If, on the other hand the hyphen would be treated as a regular letter, only blue-widgets would become part of the index and therefore only blue-widgets could be found. (This is just theoretical, no indexer does it this way.)
Most of the more advanced engines allow a mixture of these.
Typically there would be three token entries:
blue-widgets
blue
widgets
And wheter blue-widgets is in the serps when you actually searched for blue widgets or "blue widgets", whether tokenization works differently or the same on urls and full-text, that depends on the cleverness and philosphy of the implementors (and also very much on the hardware ressources at his hand).
Kosta
>well after vomiting, I cleaned myself up
Hope you feel better soon! ;)
Personally as a result of this thread I have started using hyphens instead of underscores in all new content. I've no intention of going back over old stuff, it's just not worth it, especially if you already get good SERPS on the existing pages. It'll probably take a couple of updates before we will see if there are any significant benefits.
Simon.
Even I am going to do the same. Carry on with the underscores, and use hyphens in the future developments.
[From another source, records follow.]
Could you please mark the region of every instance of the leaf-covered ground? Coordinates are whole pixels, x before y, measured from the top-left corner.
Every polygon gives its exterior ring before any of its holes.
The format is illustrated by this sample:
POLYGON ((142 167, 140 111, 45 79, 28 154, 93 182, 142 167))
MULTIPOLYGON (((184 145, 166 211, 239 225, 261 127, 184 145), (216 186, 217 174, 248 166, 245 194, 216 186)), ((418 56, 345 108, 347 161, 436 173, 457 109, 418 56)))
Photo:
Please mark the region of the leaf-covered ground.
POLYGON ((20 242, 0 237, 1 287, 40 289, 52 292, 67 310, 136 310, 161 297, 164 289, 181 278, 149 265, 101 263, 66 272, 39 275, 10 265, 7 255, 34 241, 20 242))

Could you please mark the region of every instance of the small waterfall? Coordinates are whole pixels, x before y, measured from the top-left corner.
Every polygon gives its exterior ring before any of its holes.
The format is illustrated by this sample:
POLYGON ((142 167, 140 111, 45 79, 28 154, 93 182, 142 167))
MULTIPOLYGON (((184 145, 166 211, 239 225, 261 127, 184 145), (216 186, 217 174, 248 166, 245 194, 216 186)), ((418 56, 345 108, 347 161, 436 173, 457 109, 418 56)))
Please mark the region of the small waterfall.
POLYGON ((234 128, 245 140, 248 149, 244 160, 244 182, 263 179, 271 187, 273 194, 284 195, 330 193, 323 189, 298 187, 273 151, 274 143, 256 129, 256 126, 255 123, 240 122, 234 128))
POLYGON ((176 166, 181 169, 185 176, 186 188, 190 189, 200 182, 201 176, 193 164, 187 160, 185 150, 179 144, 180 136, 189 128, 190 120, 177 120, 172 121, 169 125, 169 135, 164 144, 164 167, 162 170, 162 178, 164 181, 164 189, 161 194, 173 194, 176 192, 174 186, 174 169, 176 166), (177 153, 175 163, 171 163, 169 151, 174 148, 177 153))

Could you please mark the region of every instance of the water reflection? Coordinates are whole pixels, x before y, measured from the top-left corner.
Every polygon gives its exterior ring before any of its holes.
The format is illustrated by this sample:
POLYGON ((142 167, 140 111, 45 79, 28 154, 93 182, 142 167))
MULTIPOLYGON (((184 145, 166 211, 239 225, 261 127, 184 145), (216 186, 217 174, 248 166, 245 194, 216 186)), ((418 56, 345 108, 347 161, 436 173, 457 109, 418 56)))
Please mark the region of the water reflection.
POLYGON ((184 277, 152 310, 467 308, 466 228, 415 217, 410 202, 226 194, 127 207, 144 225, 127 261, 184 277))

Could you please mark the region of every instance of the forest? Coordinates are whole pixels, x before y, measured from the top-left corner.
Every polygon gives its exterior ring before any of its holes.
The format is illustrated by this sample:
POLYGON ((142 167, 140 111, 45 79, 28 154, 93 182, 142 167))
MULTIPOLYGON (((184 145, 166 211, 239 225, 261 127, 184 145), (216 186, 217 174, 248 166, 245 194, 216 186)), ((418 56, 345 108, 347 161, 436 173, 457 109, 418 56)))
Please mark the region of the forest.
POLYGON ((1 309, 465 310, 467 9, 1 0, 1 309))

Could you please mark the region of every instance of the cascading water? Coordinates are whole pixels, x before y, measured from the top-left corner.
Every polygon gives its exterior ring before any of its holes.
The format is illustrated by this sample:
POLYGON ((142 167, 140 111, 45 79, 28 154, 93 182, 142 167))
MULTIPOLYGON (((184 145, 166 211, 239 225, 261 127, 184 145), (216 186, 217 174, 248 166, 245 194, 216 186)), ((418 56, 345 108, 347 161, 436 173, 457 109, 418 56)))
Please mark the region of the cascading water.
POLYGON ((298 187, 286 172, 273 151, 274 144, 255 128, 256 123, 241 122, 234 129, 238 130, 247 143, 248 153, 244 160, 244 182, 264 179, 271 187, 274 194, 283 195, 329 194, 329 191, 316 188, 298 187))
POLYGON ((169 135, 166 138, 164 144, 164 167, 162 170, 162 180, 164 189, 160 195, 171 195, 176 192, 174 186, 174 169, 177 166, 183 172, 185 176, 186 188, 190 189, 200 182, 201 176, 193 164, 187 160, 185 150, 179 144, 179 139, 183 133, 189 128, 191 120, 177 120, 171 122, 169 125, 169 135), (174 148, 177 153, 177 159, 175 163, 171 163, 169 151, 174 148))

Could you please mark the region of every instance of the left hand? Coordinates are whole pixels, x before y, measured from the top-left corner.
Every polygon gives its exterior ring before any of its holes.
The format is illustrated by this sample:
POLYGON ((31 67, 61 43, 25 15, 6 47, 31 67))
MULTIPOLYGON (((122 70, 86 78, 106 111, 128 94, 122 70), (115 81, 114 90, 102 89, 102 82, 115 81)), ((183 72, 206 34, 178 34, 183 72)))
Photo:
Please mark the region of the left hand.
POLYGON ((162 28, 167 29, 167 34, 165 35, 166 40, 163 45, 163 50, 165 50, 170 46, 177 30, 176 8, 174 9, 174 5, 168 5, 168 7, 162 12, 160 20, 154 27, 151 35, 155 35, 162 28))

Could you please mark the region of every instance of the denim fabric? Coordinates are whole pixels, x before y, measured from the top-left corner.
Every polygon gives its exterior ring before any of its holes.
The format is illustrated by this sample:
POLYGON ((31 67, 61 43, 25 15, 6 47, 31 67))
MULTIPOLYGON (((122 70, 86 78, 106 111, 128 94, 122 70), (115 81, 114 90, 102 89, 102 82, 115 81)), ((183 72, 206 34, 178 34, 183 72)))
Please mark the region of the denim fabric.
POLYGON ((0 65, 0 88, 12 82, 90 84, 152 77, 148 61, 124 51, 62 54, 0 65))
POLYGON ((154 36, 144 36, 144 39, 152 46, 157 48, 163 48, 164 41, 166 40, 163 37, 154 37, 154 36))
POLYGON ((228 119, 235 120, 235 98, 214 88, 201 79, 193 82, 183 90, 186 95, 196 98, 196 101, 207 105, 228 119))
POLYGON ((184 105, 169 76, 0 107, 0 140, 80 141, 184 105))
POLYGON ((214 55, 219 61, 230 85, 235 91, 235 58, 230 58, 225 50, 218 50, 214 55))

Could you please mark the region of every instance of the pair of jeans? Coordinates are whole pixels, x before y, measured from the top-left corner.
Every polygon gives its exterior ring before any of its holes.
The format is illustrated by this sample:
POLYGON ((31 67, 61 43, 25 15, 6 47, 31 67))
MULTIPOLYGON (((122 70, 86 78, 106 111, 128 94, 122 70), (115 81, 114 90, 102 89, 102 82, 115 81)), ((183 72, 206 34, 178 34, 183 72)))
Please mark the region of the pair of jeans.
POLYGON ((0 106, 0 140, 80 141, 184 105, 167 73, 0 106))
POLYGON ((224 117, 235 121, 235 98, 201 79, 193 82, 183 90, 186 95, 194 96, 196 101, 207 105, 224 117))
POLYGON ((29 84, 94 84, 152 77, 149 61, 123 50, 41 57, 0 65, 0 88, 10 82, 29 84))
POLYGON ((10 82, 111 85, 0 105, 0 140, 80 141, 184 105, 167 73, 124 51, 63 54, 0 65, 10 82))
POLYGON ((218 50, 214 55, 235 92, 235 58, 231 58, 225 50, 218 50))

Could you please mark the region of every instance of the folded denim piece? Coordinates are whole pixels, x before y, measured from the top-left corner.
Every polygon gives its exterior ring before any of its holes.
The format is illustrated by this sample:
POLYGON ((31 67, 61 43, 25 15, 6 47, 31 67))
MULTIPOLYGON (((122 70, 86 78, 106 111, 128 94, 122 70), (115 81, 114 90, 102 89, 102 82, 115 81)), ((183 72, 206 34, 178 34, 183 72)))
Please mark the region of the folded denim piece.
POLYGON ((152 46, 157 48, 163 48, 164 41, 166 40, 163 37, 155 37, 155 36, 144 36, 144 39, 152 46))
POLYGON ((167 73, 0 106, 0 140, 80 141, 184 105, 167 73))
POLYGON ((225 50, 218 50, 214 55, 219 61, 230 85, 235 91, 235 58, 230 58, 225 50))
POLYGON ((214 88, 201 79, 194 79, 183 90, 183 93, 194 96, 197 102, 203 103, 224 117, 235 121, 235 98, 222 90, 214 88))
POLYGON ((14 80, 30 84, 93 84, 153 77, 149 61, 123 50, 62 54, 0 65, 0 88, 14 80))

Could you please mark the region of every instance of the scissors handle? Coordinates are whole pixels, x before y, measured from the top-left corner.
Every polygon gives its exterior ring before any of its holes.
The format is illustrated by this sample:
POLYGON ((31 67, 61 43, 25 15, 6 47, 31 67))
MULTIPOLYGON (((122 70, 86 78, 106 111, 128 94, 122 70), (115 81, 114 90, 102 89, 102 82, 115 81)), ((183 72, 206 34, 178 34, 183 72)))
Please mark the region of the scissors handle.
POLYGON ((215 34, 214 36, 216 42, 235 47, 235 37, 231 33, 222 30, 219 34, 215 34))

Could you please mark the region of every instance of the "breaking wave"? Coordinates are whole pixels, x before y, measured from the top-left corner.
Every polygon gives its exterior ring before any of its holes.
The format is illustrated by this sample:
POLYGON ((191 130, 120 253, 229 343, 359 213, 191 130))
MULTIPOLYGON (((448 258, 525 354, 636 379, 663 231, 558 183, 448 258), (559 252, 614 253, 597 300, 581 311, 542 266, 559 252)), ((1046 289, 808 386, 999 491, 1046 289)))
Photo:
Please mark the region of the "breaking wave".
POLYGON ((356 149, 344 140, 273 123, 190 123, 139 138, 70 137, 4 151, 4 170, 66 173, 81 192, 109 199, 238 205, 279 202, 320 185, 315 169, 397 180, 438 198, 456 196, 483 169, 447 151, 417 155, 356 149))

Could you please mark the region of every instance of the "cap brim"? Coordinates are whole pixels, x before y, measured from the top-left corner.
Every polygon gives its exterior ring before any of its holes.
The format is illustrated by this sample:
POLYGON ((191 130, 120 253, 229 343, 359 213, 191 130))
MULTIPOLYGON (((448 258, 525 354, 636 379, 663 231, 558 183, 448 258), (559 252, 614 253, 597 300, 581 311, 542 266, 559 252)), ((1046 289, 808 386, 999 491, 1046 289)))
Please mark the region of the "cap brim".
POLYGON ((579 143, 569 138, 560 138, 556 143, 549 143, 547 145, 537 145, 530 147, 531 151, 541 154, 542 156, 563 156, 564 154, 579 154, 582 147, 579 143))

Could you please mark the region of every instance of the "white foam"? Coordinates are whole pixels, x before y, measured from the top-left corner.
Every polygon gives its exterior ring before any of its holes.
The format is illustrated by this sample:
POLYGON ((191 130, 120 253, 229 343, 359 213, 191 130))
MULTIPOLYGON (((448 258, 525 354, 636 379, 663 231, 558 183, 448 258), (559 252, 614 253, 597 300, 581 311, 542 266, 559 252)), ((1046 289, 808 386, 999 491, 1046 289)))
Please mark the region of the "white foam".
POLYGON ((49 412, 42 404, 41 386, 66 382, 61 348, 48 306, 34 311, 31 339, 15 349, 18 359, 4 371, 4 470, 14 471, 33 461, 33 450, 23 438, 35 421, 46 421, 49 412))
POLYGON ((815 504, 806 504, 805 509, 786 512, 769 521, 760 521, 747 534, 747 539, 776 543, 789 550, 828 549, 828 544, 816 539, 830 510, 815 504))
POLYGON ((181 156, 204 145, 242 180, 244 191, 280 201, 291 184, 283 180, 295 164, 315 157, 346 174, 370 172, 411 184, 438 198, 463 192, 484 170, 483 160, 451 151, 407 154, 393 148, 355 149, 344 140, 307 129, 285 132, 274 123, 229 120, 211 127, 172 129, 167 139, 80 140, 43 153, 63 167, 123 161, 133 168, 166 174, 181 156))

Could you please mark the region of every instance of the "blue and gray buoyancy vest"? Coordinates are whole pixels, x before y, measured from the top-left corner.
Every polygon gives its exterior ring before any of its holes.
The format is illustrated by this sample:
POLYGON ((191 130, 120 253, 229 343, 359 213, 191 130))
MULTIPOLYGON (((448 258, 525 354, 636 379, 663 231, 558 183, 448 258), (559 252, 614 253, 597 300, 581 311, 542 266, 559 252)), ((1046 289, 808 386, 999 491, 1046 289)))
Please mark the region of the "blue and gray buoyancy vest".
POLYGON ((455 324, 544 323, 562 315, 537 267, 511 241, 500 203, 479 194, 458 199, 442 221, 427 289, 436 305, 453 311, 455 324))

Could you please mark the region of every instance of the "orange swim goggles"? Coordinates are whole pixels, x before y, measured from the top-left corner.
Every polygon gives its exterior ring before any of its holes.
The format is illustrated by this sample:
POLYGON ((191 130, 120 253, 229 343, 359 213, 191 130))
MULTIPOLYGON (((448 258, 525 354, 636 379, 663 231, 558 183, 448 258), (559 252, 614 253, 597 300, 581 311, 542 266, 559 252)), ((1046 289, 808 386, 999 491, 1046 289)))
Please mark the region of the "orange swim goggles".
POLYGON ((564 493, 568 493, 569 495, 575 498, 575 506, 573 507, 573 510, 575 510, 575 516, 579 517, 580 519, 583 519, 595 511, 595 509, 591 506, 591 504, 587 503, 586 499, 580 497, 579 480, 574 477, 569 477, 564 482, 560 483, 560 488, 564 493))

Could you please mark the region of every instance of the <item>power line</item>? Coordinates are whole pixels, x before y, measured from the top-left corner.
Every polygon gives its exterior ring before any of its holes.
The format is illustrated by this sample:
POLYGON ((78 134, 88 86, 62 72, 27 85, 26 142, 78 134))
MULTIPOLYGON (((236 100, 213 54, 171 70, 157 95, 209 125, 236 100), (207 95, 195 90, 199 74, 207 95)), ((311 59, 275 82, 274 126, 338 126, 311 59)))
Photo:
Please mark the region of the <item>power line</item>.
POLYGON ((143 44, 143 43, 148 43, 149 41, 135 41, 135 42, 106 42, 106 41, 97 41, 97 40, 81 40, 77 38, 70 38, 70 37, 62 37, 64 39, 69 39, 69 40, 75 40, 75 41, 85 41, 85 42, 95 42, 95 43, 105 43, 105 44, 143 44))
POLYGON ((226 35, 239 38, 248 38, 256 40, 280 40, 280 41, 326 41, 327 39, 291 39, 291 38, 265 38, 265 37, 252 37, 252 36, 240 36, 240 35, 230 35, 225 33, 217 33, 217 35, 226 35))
GoogleGuy - If you are listening, please can you get underscores implemented in the algo. There are quite a good sites out there using underscores as the separator.
Thanks everyone who participated in the thread.
I also would agree that widgetmaker.com should be just as valuable in Google as widget-maker.com... assuming Google is smart enough to parse the words "widget" and "maker" out of the domain "widgetmaker".
In any case, I went back and changed all my urls and filenames. I only left redirects on a few of the most important pages. I'm sure I'll get a few 404 errors this month, although most people enter my site on the homepage.
Frontpage (don't laugh), creates new page titles automatically, using the underscore character in the filename (url) in place of any spaces in the page title.